There is a growing list of programs that have been proven to be effective by these rigorous evaluations, and they do have some features in common. Notably, most of them are intensive. It’s hard to affect the trajectory of a learner’s life post high school with a cheap, light-touch intervention. There are some exceptions, but most of these programs are intensive. Most of them are also industry-aligned, meaning they’re aligned with the needs of high-wage, high-growth industries where talent is very much in demand, such as IT, health care, or the skilled trades. It is also important that these programs meet learners where they are. These programs should be structured in a way that is accessible to learners in poverty, learners near poverty, learners of color, and learners with barriers to employment.
It’s hard to affect the trajectory of a learner’s life post high school with a cheap, light-touch intervention.Roger Low Colorado Equitable Economic Mobility Initiative founder and CEO
Arnold Ventures
What options do programs have if they don’t yet have much of an evidence base?
Roger Low
We also work closely with program providers in the state that are much earlier in their evidence-building journey — we hope that some may ultimately be evaluated in an RCT, but many won’t. We understand that and we definitely don’t want programs rushing into doing an RCT before they’re ready. With these program providers, we strategize about how to measure the outcomes and impacts of their programs as rigorously as is possible for them.
Arnold Ventures
What have you noticed about federal-level advocacy versus state-level advocacy for evidence in legislation?
Roger Low
It’s worth underscoring the value of having an entity that is doing this sort of advocacy at the state level, which most states don’t have. Some organizations are doing fantastic work at the national level, and we partner very closely with many of them. It is also true that very few organizations at the state and local levels are doing this sort of intensive, outcomes-driven, evidence-focused advocacy on economic mobility.

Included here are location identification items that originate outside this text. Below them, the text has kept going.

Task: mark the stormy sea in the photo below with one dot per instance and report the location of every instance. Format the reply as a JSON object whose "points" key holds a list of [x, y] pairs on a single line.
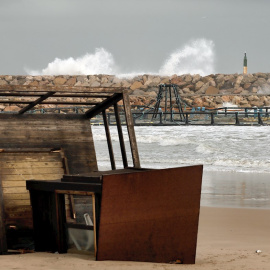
{"points": [[235, 159]]}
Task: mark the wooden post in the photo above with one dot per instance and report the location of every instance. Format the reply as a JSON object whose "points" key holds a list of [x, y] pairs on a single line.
{"points": [[212, 119], [109, 141], [260, 121], [3, 240], [131, 131], [237, 119], [120, 135], [186, 119]]}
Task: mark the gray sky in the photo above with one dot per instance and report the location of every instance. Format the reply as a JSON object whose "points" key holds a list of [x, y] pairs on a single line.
{"points": [[140, 34]]}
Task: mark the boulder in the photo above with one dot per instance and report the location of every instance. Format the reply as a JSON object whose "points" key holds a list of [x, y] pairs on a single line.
{"points": [[3, 82], [12, 108], [59, 80], [71, 81], [211, 90], [136, 85], [198, 85]]}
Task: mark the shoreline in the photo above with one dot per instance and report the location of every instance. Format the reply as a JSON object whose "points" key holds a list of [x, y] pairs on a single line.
{"points": [[227, 239]]}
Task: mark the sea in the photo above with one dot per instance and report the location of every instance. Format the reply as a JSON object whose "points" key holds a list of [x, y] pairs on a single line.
{"points": [[235, 159]]}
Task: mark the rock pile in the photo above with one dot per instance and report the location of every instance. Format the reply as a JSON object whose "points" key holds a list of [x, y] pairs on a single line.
{"points": [[210, 91]]}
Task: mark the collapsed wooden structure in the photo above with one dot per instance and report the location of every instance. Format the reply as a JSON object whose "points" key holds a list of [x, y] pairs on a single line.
{"points": [[129, 213]]}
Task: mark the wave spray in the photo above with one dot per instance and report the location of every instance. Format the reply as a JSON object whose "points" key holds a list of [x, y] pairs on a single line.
{"points": [[196, 57]]}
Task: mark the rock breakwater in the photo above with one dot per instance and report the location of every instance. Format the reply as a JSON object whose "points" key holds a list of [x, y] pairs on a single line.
{"points": [[251, 90]]}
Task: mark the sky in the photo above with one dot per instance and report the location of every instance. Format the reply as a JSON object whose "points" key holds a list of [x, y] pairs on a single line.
{"points": [[140, 36]]}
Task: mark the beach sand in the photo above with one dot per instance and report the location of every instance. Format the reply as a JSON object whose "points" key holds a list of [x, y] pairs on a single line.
{"points": [[228, 239]]}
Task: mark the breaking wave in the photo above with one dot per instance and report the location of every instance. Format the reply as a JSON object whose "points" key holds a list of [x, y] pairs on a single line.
{"points": [[196, 57]]}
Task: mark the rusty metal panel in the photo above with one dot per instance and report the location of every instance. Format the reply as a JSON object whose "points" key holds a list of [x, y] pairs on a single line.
{"points": [[150, 216]]}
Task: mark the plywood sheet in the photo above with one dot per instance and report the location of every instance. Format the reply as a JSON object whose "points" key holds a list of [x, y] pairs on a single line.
{"points": [[150, 216]]}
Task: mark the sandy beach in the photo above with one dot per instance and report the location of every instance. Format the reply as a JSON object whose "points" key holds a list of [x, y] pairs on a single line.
{"points": [[228, 239]]}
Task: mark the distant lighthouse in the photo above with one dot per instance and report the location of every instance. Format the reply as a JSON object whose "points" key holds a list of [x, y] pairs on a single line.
{"points": [[245, 64]]}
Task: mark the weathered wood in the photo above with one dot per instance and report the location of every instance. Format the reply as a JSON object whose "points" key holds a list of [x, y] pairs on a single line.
{"points": [[22, 169], [33, 104], [61, 88], [131, 131], [109, 141], [3, 243], [103, 105], [121, 137], [72, 133]]}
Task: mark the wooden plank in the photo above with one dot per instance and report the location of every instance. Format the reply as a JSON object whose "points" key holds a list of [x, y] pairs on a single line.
{"points": [[109, 141], [30, 171], [19, 203], [33, 104], [31, 164], [36, 177], [103, 105], [7, 184], [131, 131], [3, 243], [16, 196], [63, 88], [121, 137], [11, 190]]}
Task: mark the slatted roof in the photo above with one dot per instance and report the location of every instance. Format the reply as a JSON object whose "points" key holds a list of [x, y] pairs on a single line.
{"points": [[28, 97]]}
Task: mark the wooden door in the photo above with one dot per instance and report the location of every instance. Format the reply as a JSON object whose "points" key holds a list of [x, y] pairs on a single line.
{"points": [[15, 169]]}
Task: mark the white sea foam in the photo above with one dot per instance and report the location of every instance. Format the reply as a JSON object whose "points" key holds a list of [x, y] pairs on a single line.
{"points": [[96, 63], [223, 148], [196, 57]]}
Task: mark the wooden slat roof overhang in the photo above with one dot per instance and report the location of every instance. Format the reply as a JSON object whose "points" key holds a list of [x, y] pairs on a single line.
{"points": [[99, 99], [31, 96]]}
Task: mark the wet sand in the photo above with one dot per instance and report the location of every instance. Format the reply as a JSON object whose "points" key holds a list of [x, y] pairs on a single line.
{"points": [[228, 239]]}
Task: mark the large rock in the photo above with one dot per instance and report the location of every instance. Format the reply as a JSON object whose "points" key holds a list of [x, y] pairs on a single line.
{"points": [[136, 85], [59, 80], [3, 82], [211, 90]]}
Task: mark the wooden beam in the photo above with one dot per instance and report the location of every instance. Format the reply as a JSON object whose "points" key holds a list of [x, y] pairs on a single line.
{"points": [[37, 94], [120, 135], [103, 105], [33, 104], [131, 131], [109, 141], [3, 241], [62, 88]]}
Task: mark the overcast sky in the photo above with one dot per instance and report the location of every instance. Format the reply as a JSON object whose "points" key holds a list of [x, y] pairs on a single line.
{"points": [[140, 34]]}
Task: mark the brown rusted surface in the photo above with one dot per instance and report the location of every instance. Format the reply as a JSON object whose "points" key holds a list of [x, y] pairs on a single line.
{"points": [[150, 216]]}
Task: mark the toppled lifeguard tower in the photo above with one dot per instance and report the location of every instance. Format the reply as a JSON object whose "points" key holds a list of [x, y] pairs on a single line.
{"points": [[127, 213]]}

From some of the legislation that has already been passed, there’s a real ROI to funding a state-based organization. It turns out you can do state-level advocacy on a smaller budget, smaller footprint, and because of the nature of federalism, it can often be easier to get stuff done. Part of our theory of change is that winning at the state and local levels will help build momentum for national and federal change, and that is what we’re seeing.
Arnold Ventures
What questions do you encourage lawmakers to ask as they bring evidence into lawmaking?
Roger Low
Many federal job-training programs use a standard formula to disperse funds that does not take into consideration effectiveness or evaluation of these programs. The method they use to fund WIOA, SNAP E&T, or some of the many other federal job training programs out there, should have a stronger focus on evidence — not just about whether they work, but who do they work for? Do these programs work for Black and brown learners? Do they work for learners in poverty? Do they work for learners who have other barriers to employment? Are they narrowing equity gaps rather than widening them? These are critical things we should be measuring.
I think, because of some of the bills we’re talking about here, we’re starting to make real progress on that in Colorado.